Evaluation Criteria for AP Knee
- Evidence of proper collimation.
- The knee must be fully extended if patient's condition allows.
- The entire knee should appear without rotation with symmetric femoral condyles and the tibial intercondylar eminence centered.
- Tibial head should exhibit slight superimposition of the fibular head when the tibia is normal.
- The patella must be completely superimposed on the femur.
- An open femorotibial joint space should be present with interspaces of equal width on both sides, given normal conditions.
- Visibility of soft tissue and bony trabecular detail is essential.
Lateral Knee
- Patient Position: Turned toward the affected side with the affected knee flexed and brought forward while the unaffected limb is extended behind.
- Part Position:
- Flex the knee 20 to 30 degrees to show maximum volume of the joint cavity.
- If a patella fracture is suspected, limit flexion to 10 degrees to prevent fragment separation.
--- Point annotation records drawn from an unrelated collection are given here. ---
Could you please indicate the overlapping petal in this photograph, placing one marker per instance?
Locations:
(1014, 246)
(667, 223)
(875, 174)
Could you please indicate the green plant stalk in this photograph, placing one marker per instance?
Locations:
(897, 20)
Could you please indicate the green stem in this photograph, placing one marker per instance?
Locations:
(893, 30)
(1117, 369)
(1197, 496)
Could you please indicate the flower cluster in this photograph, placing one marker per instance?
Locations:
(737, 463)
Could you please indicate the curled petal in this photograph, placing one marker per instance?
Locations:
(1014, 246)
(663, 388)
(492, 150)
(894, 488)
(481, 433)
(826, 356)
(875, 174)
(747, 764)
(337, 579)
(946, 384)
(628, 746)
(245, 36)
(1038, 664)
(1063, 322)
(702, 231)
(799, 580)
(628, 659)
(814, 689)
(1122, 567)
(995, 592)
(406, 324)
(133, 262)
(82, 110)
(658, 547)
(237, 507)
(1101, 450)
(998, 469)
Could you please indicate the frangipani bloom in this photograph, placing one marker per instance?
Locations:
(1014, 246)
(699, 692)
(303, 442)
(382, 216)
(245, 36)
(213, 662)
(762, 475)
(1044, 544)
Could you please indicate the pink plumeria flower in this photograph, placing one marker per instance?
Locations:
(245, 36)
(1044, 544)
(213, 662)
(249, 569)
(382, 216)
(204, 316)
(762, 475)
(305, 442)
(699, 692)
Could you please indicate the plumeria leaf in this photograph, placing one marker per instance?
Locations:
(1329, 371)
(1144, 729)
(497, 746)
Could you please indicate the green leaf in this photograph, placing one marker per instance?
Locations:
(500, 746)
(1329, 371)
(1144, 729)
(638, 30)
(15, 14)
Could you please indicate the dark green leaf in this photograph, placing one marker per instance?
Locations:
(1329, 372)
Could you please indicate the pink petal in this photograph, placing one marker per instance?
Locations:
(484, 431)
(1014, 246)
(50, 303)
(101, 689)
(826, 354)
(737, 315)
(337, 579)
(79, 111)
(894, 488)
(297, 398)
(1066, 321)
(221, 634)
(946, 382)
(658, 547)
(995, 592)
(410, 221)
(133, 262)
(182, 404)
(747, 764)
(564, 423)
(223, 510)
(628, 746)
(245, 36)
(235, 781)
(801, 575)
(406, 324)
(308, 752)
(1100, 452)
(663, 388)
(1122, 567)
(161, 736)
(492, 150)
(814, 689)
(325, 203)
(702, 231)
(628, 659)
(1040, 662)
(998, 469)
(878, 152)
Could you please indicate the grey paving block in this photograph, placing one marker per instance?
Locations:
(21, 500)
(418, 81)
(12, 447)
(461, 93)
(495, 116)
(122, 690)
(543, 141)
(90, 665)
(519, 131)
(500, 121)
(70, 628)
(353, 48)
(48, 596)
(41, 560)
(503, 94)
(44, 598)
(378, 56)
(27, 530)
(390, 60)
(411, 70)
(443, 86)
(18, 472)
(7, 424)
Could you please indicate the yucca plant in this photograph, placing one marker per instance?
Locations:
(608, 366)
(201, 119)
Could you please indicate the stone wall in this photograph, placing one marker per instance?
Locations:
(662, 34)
- The femoral epicondyles must be perpendicular to the IR with superimposing condyles.
- CR: 5 to 7 degrees cephalad, entering the knee joint 1 inch (2.5 cm) distal to the medial femoral epicondyle.
- Collimated Field: 10 x 12 inches (24 x 30 cm).
Evaluation Criteria for Lateral Knee
- Evidence of proper collimation.
- The knee should be flexed 20 to 30 degrees in a true lateral position, signified by superimposed femoral condyles.
- Observe anterior surface distances from the patella to medial condyle for overrotation or underrotation adjustments.
- Ensure the fibular head and tibia are slightly superimposed for an accurate view; too much or too little rotation alters this appearance.
- Soft tissue and bony trabecular detail should be distinguishable.
AP Knee (Weight-Bearing)
- Patient Position: Upright, facing the radiation source.
- Part Position:
- Center knees to IR with toes straight and balance evenly distributed across both feet.
- Ensure knees are extended.
- CR: Horizontal and perpendicular to the center of the IR, entering ½ inch (1.3 cm) below the patellar apex.
- Collimated Field: Adjust to 14 x 17 inches (35 x 43 cm).
Evaluation Criteria for AP (Weight-Bearing) Knee
- Evidence of proper collimation, ensuring both knees are visible without rotation.
- Joint spaces of knees should be centered appropriately in the exposure.